The Environmental Protection Agency proposed new air pollution rules for oil and gas production today. The regulations are the first national standards for emissions from hydraulic fracturing, or “fracking”, a controversial practice used to extract natural gas in the Barnet Shale and in South Texas, among other places.
"Reducing these emissions will help cut toxic pollution that can increase cancer risks and smog that can cause asthma attacks and premature death,” EPA assistant administrator Gina McCarthy said in a news release.
People who live near fracking operations have long expressed heath concerns. Air quality tests conducted in 2009 in the north Texas town of Dish, near the Barnett Shale, found high benzene levels.
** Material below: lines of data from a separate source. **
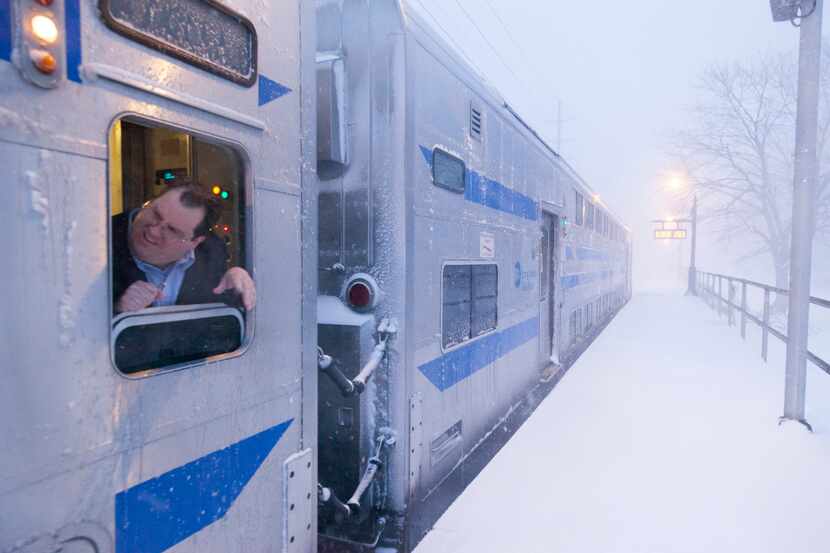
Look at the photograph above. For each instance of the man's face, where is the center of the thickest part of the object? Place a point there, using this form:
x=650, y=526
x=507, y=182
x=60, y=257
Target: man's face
x=162, y=231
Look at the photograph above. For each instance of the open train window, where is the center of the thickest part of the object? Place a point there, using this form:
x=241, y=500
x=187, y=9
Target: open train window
x=470, y=302
x=180, y=271
x=448, y=171
x=203, y=33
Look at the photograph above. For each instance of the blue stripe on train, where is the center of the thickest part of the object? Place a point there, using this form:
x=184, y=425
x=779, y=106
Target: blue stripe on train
x=157, y=514
x=572, y=281
x=452, y=367
x=480, y=190
x=5, y=30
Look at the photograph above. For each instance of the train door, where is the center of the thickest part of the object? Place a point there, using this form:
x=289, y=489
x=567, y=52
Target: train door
x=547, y=289
x=156, y=419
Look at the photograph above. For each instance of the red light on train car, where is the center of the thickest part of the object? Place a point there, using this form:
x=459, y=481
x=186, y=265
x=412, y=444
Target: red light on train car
x=359, y=295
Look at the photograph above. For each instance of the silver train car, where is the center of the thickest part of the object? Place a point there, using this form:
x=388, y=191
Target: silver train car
x=462, y=263
x=410, y=296
x=118, y=435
"Before my kid gets leukemia, before other kids get leukemia, it's time to quit all the testing and get something done,” Dish mayor Calvin Tillman told the Associated Press in January, 2010.
The Wall Street Journal reports that EPA’s proposals target gas that is escaping drilled wells while they are being prepared for production.
EPA is proposing to reduce the emissions by requiring the use of special equipment to separate oil and gas from a mix of "fracking" fluids and water that flows to the surface during one stage of well completion. The proposed rules would apply to more than 25,000 wells a year, as well as to storage tanks and other pieces of equipment used by the oil and gas industry.
State Rep. Lon Burnam (D-Fort Worth) issued a statement praising the EPA proposal, calling it a “win-win” for producers and residents.
"I applaud the EPA for these common-sense proposals that will improve air quality and reduce smog pollution in the Barnett Shale,” Burnam said.